New Delhi: Astronomers have successfully identified 24 "Hot Earth" star systems where the exoplanets are isolated from other planets, as per a new study.
To identify 'Hot Earth' exoplanets, researchers from NASA Ames Research Center, the SETI Institute and the University of Nevada, began with a large set of possible star system candidates, and they reduced the number to 24 by focusing on those that were not in close contact with other planets.
In the study, the team of researchers focused on near Earth-size planets that orbit very close to their star - so close that it would take just two days for them to make the trip.
They began their search on a part of the sky captured by Kepler that had over 3000 known planet candidates in it. From there, they reduced it to 144 planets by excluding systems that clearly had more than one planet, and then finally trimmed it down to just 24 by including only those that had hot Earths.
Their findings revealed that approximately one of every six hot Earths has no nearby companion.
The researchers also believe that the solitary hot Earths they found might have companions but not within Kepler's line of sight, making them appear unaccompanied.

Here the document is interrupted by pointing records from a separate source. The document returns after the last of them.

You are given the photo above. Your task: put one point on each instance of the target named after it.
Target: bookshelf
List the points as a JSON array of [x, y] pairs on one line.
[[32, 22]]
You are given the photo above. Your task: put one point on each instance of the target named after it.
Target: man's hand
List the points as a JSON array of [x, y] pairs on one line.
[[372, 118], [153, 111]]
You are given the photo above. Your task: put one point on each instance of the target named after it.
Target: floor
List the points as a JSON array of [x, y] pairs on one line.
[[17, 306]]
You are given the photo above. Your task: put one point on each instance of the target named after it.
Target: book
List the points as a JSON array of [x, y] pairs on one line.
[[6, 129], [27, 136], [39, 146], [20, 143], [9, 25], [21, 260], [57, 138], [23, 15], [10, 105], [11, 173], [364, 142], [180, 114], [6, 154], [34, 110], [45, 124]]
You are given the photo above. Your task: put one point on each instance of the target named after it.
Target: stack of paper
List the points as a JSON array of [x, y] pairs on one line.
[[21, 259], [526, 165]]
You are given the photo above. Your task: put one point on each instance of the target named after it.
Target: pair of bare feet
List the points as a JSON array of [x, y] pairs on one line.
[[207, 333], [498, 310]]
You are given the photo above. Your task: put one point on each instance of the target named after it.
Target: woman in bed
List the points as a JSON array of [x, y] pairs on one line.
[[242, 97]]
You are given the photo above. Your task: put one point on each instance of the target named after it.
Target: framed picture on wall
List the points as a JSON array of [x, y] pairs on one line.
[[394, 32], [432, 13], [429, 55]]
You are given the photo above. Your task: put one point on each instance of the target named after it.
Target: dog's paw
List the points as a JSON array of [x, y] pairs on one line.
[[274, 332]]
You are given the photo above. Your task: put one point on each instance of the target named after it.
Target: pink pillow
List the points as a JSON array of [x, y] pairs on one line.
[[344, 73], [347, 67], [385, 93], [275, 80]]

Hot Earths are Earth-sized exoplanets that exist close to their stars, making them unlikely to support life. This is because most of hot Earths do not rotate, instead, one side always faces the sun. This means one side would be too hot for life to exist while the other side would be too cold, as per Phys.Org.
The researchers believe that their findings would help them understand the origin of hot Earth exoplanets even as some theories suggest they are the remnants of hot Jupiter planets that have lost their atmospheres due to the strong pull from their nearby stars.